A cathedral in Bury St Edmunds is to mark Holocaust Memorial Day next week with a special service.

The service will be held by St Edmundsbury Cathedral in the Abbey Gardens’ Peace Garden from 10.30am as a way to remember victims of genocide.

The theme for this year’s Holocaust Memorial Day (HMD) is Fragility of Freedom. The title reflects the ten stages of genocide, as identified by Professor Gregory Stanton, which demonstrate that genocide never just happens. Instead, it’s a staged process where piece by piece, freedom is taken from a group of people by limiting movement, religion, creativity and more.

St Edmundsbury Cathedral will be making Holocaust Memorial Day with a special service. Picture: Tamika Green
St Edmundsbury Cathedral will be making Holocaust Memorial Day with a special service. Picture: Tamika Green

During Holocaust Memorial Day, all victims of genocide are remembered, including more recent genocides in Cambodia, Rwanda, Bosnia and Darfur.

Guildhall Feoffment, County High School and King Edward VI will join the service and contribute readings and music.

The cathedral will also be open throughout the day for reflection and contemplation.

Later in the day at 7pm, the St Edmundsbury Cathedral Youth Choir will offer an act of meditation for the day. They will sing works exploring themes of suffering, peace and reconciliation, including Gregorio Allegri’s famous Miserere mei, Deus. This liturgical performance will take place by candlelight at the High Altar.

The Rev Canon Matthew Vernon said: “This year, it feels especially important to reflect on the victims of genocide as we see a horrifying humanitarian crisis unfolding in Israel and Gaza.

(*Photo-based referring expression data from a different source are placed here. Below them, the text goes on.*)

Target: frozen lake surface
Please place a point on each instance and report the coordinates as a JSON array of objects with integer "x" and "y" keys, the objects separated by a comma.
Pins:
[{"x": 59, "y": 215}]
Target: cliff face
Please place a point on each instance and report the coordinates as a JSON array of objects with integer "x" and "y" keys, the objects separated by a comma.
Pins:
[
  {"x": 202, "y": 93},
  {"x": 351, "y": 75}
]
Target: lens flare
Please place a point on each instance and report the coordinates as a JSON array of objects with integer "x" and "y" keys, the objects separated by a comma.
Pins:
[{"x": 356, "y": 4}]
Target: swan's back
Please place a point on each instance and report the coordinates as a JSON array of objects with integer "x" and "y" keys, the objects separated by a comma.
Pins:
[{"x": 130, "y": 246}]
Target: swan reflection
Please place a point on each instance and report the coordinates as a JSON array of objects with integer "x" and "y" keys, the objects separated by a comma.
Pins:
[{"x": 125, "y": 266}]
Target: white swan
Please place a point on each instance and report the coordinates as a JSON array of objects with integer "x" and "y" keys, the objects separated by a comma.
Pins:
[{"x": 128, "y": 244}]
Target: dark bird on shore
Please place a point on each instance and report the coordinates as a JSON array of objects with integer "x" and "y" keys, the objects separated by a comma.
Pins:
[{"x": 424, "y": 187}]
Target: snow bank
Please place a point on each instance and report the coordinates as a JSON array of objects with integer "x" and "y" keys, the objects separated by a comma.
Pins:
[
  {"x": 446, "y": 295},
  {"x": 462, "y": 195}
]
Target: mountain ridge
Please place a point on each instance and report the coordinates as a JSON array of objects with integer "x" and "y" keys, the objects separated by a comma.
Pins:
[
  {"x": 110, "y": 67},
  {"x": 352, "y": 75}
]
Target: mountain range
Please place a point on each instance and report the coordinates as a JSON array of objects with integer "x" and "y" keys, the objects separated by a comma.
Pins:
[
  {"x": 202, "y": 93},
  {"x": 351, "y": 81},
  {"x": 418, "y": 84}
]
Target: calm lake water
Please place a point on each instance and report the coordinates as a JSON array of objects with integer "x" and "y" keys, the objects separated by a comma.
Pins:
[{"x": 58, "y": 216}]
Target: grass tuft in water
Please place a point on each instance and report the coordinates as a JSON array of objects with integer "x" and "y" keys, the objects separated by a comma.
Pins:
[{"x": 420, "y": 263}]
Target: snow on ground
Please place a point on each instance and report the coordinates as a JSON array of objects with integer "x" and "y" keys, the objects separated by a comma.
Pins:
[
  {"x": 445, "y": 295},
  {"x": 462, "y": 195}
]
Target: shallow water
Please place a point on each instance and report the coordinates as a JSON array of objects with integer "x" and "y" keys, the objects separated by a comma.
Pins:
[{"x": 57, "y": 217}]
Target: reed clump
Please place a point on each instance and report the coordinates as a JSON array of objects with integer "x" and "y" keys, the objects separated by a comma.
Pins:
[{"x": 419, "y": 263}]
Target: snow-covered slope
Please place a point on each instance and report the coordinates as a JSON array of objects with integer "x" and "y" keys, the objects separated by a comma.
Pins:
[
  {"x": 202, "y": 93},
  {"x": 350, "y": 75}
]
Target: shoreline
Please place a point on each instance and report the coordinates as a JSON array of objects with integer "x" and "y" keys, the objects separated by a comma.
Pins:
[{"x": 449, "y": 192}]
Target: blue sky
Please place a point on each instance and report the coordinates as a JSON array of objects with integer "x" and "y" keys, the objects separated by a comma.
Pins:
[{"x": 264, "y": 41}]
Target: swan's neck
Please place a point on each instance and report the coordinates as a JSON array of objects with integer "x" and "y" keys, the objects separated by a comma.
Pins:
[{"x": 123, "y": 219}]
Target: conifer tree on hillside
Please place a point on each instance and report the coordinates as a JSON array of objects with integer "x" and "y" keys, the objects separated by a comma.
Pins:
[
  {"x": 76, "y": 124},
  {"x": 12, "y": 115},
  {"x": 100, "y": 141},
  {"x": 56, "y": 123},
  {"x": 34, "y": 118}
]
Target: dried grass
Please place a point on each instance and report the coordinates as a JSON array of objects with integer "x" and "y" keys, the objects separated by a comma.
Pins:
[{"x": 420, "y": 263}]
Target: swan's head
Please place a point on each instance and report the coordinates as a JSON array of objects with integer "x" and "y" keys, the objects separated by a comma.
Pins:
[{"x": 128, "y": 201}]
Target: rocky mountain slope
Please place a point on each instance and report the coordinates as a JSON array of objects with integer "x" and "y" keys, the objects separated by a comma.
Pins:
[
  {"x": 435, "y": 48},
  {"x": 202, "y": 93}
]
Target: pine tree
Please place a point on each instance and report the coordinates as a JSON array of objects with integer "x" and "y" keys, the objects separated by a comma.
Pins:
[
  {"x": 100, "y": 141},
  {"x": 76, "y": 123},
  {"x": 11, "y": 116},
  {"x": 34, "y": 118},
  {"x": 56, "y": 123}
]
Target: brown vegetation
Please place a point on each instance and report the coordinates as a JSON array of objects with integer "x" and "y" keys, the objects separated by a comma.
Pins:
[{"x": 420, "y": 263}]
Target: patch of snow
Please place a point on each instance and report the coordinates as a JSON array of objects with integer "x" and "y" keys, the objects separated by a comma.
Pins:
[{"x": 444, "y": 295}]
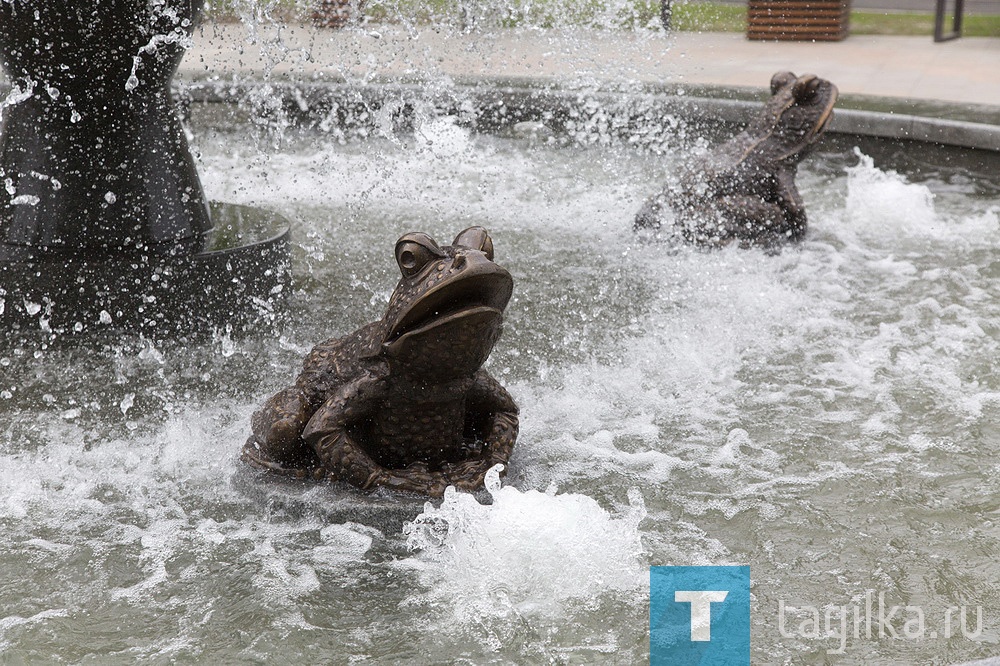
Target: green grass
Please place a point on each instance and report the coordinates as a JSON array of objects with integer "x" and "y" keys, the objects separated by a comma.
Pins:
[{"x": 687, "y": 15}]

We should all feel the call to challenge discrimination in our time and to better understand how, stage by stage, it can occur.”

There is also an exhibition called We have to move on: Jewish refugees in Suffolk in WW2 which can be viewed at the cathedral from January 23 to February 4.

The exhibition looks at the stories of the Jewish refugees who found a safe home in Newmarket in Suffolk during the Second World War.

This travelling exhibition from the National Horseracing Museum and Suffolk Archives was inspired by the memoir of lawyer and cellist Fritz Ball, who wrote about his experiences as a refugee in Suffolk.

On January 27, the cathedral tower will be lit in purple, along with iconic buildings and landmarks in the UK, for HMD’s Light the Darkness campaign – a powerful national moment of commemoration and solidarity.

The public can also take part by placing a candle safely in their window at 8pm on that evening.